Ludwig Seyfarth reflects on the Found Photo Foundation 
In Dear Aby Warburg, what can be done with images?
Museum für Gegenwartskunst Siegen
[see ESSAY]


The question 'What is to be done with images?'
is also a question about the relationship between
the archive and the presentation
- the atlas, the tableau, the display.
Does the archive in question represent
a limited body of material, for example,
the glass negatives exposed in a photo studio
during the 1930s and 1940s and purchased by
Cecile Hummel from a street vendor in southern Italy,
or the images that paula roush gathered at portuguese flea markets and garage sales to archive in
her Found Photo Foundation?

It is usually impossible to trace the provenance of
these photographs which roush refers to as 'orphans'.
They have become homeless, but nonetheless tell something like a private subterranean history
of the time spent under a dictatorship.

Or do the images derive from a variety of sources, without being founded upon a coherent archive,
as in the case of Ozlem Altin's investigation
of formal correspondences between depictions
of the body in motion.
Are the images stolen away, so to speak,
out of their original context or are their sources
carefully documented, as in the case of Katrin Mayer, who also repeatedly juxtaposes them with
passages of text that interest her - resulting in the creation of a new context for both image and text?

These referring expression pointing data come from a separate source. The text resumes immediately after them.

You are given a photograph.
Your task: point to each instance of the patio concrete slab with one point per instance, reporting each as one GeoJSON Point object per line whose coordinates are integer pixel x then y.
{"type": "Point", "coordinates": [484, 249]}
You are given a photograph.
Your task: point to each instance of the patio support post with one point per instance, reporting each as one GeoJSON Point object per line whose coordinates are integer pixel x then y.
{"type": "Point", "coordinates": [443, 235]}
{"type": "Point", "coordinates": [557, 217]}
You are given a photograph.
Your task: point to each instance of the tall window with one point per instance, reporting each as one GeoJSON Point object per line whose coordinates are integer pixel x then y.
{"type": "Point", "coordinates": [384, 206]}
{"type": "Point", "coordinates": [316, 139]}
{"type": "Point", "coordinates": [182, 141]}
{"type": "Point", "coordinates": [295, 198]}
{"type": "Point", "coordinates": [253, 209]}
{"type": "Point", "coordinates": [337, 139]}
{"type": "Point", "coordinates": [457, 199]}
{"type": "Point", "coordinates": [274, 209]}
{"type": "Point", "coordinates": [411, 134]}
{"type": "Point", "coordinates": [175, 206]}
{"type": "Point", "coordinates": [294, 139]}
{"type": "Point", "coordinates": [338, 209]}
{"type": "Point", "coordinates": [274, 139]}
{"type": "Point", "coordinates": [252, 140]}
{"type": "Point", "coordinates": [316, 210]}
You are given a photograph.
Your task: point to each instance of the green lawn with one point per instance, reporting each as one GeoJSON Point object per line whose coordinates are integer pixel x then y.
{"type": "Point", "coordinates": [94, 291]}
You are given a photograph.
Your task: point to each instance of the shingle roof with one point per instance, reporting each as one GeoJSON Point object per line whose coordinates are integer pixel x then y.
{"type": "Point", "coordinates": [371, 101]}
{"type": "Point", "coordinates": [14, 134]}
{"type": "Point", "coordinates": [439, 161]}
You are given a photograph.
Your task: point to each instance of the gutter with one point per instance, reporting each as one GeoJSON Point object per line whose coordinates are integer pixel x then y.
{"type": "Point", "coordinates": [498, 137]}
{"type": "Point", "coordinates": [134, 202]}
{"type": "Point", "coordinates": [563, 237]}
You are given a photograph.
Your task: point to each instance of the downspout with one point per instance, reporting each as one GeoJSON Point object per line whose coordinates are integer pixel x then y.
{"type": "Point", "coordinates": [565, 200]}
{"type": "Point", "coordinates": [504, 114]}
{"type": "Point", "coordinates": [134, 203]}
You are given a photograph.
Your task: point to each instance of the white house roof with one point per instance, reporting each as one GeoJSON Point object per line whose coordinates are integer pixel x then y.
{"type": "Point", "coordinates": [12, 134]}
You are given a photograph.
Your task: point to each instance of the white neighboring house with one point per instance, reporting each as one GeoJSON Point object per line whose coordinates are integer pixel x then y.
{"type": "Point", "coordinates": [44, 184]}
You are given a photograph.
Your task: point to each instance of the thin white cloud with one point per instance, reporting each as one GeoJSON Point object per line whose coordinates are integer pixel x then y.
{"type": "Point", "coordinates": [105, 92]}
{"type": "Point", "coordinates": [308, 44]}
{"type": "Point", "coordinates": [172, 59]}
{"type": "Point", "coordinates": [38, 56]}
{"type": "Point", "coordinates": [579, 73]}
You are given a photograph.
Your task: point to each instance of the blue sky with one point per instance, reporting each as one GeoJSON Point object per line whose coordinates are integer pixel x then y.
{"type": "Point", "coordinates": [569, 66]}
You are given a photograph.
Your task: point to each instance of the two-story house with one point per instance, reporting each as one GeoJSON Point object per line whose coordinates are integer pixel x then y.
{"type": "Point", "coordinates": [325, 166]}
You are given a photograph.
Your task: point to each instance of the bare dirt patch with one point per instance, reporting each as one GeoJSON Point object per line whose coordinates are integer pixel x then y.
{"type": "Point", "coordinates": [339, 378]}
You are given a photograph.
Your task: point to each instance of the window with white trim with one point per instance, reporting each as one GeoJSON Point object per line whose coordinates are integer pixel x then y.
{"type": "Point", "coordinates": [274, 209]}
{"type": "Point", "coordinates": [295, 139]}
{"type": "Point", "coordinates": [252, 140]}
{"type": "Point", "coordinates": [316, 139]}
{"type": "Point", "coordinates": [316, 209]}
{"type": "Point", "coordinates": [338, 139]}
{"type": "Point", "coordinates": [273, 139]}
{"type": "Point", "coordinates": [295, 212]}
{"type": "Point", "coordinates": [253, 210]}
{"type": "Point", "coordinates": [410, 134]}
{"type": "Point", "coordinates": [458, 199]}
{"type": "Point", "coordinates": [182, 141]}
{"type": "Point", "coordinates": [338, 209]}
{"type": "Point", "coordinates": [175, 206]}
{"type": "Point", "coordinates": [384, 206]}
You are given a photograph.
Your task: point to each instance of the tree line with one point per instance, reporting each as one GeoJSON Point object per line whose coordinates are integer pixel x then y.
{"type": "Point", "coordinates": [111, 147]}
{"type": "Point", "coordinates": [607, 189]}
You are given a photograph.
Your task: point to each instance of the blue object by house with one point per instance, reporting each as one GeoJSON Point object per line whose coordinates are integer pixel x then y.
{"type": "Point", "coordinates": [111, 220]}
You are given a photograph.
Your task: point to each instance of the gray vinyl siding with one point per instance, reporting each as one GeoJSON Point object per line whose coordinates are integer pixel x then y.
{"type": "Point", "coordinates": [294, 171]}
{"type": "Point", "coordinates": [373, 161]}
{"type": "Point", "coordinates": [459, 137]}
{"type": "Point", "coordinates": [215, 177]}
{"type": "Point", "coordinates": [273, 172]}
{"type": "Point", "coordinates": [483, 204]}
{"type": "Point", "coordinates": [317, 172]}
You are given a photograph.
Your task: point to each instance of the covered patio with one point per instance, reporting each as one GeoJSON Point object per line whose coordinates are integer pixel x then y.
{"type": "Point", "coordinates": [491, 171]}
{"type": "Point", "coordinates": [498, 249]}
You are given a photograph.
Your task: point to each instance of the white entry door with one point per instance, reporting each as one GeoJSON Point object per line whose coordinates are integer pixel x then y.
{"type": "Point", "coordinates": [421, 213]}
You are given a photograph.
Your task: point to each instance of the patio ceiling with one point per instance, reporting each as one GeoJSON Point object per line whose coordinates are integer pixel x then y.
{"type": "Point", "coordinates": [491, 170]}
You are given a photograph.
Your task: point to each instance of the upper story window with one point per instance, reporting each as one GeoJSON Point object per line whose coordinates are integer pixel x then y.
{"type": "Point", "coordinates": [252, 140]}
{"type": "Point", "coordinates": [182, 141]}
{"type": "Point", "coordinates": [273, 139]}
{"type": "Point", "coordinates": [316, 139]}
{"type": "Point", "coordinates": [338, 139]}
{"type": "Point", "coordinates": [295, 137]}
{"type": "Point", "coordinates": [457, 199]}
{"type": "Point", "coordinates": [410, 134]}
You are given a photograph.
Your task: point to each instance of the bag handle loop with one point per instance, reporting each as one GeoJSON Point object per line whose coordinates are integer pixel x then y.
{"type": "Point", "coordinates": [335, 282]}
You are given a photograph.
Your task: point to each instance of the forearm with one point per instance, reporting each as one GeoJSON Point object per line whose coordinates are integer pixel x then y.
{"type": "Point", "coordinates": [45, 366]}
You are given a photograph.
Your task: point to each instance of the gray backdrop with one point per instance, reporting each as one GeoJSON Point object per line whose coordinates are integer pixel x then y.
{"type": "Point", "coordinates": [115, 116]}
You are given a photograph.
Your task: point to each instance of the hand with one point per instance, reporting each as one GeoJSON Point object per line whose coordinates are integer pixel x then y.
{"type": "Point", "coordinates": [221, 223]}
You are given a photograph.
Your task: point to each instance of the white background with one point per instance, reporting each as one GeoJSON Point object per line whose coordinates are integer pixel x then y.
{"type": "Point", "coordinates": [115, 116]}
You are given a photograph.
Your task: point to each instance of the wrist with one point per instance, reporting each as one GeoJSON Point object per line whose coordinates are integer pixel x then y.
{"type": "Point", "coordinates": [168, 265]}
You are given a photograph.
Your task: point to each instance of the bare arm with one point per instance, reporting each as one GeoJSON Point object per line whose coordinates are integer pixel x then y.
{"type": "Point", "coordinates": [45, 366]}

Regardless of all the differences in terms of the technique and the potential sources of the images,
the art of the 'photographic collection' can be
summarily described as a sort of game of Memory.
When playing the normal version of Memory,
it is the still hidden cards whose pictures cannot be seen. But let us assume that Memory were to consist
of thousands of cards, most of which are not even
on the table and some of which may
even have been lost.
Ultimately, Warburg was already playing this game,
as Didi-Huberman at least optically establishes in
the case of the Mnemosyne Atlas:
"The images of an ensemble photographed on
a single plane are suggestive of a card game
spread out on a table.'

The artists of the exhibition Dear Aby Warburg are collectors of images; their artistic individuality consists less in a style or gesture than in the specific manner in which they... also physically open up new spaces for thinking between the images- something begun with Warburg when he started to pin photos to canvasses.